I know the L series canon lens have the highest quality.

At the same time a prime lens 9/10 times looks nicer then a variable(zoom) lens.

Would the FD mount canon Lens including primes stand a chance against. An L series prime......

I'm speaking in reference to quality of img not build. For I know that L series is most durable.

Also please don't tell me depends on photographer. I know that also. I WANT FACTS.


----------



## Overread (May 18, 2012)

You'll have to sight specific lenses to compare - giving a broad overall judgement on the whole range is almost impossible to do due to the variations present. 

One downside is that the FD won't mount to the canon EOS system of camera bodies without an adaptor and this adaptor needs to have a glass element in order to allow the lens to focus normally. The problem here is that Canon only made a limited range of these adaptors and most of them are very hard to find and won't sell for cheap - the rest of the market is mostly made up with 3rd party options and a larger number of them are fairly cheap end products.

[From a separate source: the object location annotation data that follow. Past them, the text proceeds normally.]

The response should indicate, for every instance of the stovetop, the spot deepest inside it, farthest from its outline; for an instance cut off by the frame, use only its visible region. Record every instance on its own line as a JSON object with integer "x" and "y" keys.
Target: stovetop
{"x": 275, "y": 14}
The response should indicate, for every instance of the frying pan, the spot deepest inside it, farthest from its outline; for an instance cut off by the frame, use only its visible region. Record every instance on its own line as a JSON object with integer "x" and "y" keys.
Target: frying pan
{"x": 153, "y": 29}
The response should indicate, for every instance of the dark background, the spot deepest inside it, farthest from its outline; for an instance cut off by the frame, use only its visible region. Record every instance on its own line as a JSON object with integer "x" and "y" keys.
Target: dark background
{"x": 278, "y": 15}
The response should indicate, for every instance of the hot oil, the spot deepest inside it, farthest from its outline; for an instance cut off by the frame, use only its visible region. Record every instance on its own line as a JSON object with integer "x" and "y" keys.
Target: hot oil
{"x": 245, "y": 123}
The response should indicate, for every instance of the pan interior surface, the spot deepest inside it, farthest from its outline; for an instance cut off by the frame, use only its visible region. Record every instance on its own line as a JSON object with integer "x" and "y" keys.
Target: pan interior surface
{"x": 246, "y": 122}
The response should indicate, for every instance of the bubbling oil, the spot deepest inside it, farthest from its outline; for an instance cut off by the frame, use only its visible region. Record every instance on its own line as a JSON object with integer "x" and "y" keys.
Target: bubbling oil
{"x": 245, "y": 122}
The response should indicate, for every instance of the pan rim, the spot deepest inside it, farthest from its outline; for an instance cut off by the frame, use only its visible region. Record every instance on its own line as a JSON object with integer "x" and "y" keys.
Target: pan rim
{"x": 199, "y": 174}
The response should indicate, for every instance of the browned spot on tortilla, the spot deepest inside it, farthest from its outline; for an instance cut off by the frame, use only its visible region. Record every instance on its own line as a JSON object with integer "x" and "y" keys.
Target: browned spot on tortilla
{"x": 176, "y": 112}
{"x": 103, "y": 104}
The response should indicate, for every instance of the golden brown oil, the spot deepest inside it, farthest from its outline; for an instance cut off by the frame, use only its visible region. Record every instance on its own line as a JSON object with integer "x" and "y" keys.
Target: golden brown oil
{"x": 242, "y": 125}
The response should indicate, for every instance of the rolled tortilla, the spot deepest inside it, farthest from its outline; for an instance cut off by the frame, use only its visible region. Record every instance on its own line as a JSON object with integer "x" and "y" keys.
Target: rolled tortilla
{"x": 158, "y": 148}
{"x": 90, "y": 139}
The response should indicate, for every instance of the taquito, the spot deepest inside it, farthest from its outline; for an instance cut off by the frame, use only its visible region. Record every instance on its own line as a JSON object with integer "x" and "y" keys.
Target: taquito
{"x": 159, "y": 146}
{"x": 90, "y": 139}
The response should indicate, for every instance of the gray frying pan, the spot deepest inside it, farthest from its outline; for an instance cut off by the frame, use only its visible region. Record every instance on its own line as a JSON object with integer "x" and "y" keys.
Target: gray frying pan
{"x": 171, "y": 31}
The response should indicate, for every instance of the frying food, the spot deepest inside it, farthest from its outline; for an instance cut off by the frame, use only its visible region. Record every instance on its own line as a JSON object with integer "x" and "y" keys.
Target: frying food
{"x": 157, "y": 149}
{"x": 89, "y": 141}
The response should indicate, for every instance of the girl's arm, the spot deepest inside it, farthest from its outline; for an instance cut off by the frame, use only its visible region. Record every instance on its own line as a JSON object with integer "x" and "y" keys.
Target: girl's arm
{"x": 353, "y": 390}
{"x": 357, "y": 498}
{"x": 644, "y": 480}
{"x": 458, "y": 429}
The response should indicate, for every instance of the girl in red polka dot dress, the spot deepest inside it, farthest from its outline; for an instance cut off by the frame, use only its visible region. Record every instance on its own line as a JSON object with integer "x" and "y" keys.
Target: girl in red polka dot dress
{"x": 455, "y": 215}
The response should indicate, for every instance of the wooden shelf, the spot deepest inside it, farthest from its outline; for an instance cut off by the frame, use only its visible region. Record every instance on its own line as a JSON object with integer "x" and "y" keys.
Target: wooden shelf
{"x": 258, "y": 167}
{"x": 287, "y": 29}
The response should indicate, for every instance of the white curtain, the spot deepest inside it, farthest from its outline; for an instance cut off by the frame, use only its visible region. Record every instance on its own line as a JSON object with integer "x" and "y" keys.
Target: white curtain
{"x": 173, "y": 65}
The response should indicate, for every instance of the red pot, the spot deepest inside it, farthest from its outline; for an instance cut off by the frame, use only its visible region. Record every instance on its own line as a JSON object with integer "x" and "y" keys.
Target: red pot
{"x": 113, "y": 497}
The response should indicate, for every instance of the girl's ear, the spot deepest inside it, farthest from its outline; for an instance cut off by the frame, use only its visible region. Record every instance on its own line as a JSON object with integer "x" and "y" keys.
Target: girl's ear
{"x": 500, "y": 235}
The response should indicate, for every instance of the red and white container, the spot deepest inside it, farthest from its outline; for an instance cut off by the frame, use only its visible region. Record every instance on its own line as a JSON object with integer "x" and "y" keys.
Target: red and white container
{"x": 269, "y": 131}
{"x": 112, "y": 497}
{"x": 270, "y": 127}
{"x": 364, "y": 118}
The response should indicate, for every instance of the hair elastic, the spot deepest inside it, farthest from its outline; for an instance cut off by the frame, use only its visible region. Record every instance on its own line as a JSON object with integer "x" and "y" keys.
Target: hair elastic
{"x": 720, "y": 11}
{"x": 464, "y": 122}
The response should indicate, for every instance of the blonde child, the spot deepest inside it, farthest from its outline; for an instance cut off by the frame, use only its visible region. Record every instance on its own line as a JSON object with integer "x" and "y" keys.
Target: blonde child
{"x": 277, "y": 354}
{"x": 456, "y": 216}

There just isn't the same demand in the market now for a high end high price adaptor. 

Personally I think it would be best to aim for the quality glass from the EOS line as much as you can, if you want to go 3rd party try to stick to the brands which allow a mount to the canon camera without need of a glass adaptor - although many of these will end up without auto focusing and some might be more tricky to control aperture wise as well. 


I think you'll need to give an idea of the general type of lenses that you're intended to aim for and a rough idea of the budget you're working with/hoping to work with. Some of the FD can be worth it if you can get hold of them; but from what I've seen, this generally applies to the long upper end telephotos which command very high prices in the modern market; and is somewhat less of a case for the shorter focal length primes and zooms.


----------



## ambaker (May 20, 2012)

As you've already heard, to use FD lenses on EOS bodies requires an adapter with an optical insert to reach infinite focus.

Some adapters have a removable element so that you can shoot short range without the additional lens.  Having a number of FD lenses from my old Canon, I bought an EOS not knowing that it would require an optical correction as well.  

There certainly some very good FD lenses.  However, the L series is Canon's current best. They did not forget anything they knew when they were making FD lenses.  It has been over 20 years of progress, computer aided designs, and more precise measuring.  An L prime, is about as good as it gets.  There might be some FD primes that would show a thing or two, to an L zoom.  But then that is apples and oranges.  Prime to prime, zoom to zoom, the new stuff is better.


----------